Description
If we use locations with very large values calling the functions in different orders can give different answers. For example, in theory all should be equivalent (assuming the same distribution):
min_emd of two variance 1 histograms (i.e. calling normalise_hist_variance)) using optimise
net_emd of two variance 1 histograms (i.e. calling normalise_hist_variance)) using optimise
min_emd of two variance 1 histograms (i.e. calling normalise_hist_variance)) using optimiseRonly
net_emd of two variance 1 histograms (i.e. calling normalise_hist_variance)) using optimiseRonly
min_emd of two mean 0 variance 1 histograms (i.e. calling normalise_hist_variance)) using optimise
net_emd of two mean 0 variance 1 histograms (i.e. calling normalise_hist_variance)) using optimise
min_emd of two mean 0 variance 1 histograms (i.e. calling normalise_hist_variance)) using optimiseRonly
net_emd of two mean 0 variance 1 histograms (i.e. calling normalise_hist_variance)) using optimiseRonly
However, because of the floating point problems with the variance normalisation, this can cause issues. Importantly it is not always obvious which of the methods will fail.

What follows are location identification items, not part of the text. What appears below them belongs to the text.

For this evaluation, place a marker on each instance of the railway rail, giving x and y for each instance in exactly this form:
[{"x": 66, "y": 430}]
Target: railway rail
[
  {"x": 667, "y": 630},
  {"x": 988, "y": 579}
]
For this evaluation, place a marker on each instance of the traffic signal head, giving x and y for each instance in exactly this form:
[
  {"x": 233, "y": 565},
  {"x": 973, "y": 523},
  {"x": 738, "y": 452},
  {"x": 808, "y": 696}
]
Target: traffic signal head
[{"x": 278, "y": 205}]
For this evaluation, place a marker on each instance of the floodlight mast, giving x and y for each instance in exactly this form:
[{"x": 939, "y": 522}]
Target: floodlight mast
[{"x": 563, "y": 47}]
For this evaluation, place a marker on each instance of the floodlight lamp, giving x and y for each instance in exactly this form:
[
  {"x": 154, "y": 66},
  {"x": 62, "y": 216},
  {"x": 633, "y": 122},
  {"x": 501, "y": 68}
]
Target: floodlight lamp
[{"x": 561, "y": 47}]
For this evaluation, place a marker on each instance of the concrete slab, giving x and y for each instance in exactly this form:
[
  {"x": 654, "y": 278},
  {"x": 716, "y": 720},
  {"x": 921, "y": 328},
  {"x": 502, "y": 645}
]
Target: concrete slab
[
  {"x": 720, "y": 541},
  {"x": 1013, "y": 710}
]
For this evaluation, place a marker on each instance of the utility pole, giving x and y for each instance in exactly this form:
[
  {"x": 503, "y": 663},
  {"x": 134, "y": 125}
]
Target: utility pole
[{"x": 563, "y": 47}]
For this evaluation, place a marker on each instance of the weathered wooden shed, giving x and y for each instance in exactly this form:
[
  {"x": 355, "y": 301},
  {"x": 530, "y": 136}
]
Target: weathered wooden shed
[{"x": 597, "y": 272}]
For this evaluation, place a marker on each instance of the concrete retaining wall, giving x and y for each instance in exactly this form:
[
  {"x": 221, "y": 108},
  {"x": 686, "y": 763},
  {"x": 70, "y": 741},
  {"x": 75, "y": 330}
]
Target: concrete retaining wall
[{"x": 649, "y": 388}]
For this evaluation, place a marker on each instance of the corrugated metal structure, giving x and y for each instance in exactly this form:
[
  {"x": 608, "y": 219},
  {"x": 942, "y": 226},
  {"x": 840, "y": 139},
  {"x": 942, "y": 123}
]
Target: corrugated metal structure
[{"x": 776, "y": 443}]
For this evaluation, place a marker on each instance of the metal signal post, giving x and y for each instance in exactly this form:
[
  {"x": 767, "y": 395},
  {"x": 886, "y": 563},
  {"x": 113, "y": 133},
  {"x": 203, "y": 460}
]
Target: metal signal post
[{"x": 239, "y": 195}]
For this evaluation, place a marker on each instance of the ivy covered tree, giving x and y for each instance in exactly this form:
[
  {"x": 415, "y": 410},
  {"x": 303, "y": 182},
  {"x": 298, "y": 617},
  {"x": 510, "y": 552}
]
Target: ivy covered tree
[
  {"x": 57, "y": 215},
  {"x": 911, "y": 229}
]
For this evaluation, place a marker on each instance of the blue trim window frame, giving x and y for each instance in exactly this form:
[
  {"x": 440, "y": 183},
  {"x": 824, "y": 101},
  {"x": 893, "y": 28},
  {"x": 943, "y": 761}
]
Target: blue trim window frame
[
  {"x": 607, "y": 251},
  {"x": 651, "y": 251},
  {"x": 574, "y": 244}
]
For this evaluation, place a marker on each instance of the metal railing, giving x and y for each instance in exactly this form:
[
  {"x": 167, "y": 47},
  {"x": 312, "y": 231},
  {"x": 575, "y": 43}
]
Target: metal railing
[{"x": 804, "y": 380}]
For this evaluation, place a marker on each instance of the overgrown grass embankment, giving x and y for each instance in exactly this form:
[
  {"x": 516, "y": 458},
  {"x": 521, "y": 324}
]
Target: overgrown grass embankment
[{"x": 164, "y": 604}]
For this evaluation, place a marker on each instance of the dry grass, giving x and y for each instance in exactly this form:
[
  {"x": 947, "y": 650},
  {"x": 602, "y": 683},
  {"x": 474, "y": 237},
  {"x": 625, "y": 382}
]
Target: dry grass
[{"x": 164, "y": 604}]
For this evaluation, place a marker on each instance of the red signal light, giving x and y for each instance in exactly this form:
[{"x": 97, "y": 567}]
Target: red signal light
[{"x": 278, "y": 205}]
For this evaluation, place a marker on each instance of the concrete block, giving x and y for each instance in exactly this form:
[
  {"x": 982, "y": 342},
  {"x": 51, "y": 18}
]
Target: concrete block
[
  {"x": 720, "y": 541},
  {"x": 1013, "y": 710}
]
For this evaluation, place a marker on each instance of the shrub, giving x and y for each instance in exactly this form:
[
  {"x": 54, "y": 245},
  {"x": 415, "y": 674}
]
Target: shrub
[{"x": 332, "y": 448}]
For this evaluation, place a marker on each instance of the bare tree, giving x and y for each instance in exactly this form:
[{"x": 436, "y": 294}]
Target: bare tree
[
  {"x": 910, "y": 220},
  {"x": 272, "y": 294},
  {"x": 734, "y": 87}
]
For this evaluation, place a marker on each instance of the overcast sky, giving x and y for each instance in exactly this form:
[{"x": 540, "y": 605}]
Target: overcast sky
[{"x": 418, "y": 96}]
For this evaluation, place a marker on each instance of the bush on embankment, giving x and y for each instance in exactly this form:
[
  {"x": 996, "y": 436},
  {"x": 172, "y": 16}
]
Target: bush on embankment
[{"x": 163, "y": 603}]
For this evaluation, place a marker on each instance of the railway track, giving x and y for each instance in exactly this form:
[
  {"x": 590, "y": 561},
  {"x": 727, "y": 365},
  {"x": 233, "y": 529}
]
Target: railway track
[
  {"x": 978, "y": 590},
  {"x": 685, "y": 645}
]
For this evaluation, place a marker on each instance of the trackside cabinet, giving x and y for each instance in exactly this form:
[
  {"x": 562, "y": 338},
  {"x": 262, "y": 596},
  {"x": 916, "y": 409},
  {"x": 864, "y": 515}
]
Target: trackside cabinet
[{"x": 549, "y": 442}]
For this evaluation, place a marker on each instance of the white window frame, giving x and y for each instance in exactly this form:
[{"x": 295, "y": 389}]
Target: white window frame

There are three solutions:
1.) Leave it as is, in theory the user should not be normalising histograms and this is an edge case caused by big numbers
2.) Mean centre when normalising by variance, it is quite arb. that we fix the mean to the same value anyway.
3.) Change the dhist object to have a mean offset so that we can get the best of both worlds, but it will require a not small adjustment.